Belediyenin yıllık bütçesinin 2 katına ulaşan harcamaların yükü kaldırılamaz hale gelmişti.
Ayrıca kentin daha geniş bir coğrafya üzerine yayılması, bazı bölgelerin çok değer kazanması, ortaya çıkan ranttan faydalanan kesimi büyütmüş, spekülasyon iddiaları tüm ülkeye yayılmıştır.
Kamuoyunda artan tepkilerden bunalan hükümet, muhalefetin Paris projeleriyle ilgili olarak mecliste araştırma yapılmasını istemesi üzerine, Haussmann'ı görevinden almıştır.
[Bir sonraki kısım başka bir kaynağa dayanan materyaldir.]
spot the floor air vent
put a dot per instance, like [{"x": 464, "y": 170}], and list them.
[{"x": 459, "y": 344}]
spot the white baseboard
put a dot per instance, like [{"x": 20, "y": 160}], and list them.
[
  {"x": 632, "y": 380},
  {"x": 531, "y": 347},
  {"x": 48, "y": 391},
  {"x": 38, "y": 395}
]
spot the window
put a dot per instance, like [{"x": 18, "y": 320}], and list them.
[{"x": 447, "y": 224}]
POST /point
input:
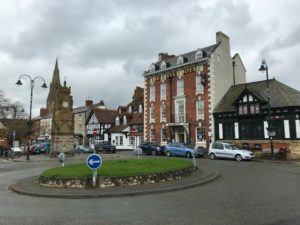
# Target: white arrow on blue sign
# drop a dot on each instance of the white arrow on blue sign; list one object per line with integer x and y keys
{"x": 94, "y": 161}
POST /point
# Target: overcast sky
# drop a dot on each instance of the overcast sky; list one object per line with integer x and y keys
{"x": 103, "y": 47}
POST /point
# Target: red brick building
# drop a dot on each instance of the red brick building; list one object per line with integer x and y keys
{"x": 181, "y": 92}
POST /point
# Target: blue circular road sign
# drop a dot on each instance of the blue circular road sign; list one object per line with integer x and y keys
{"x": 94, "y": 161}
Haussmann'ın sonunu hazırlayan önemli nedenlerden biri de Yeni Paris projesini Fransa'nın tüm büyük kentlerine yayma ısrarı olmuştur.
Görevden alınana kadar yüzde 65'ni tamamladığı Yeni Paris projesi Haussmann'ı sadece ülke ve dünya tarihine kaydetmekle kalmamış, büyük sevinçler de yaşatmıştır.
Örneğin, 1867'de Güzel Sanatlar Akademisi üyeliğine seçilmiş, yine aynı yıl İmparator 3. Napolyon tarafından Baron unvanı verilmiştir.
Görevden alındıktan sonra, bazı bankaların ve büyük kuruluşların yöneticiliğini yapan Baron Haussmann, 1877'de Korsika Milletvekili seçildi.
Bu görevini 1881'e kadar sürdüren Haussmann, yıkılmasına izin verdiği doğduğu evin bulunduğu sokakta yapılan bir binada, 1891 yılında hayata veda etti.
*Bu makalede yer alan fikirler yazara aittir ve Independent Türkçe'nin editöryal politikasını yansıtmayabilir.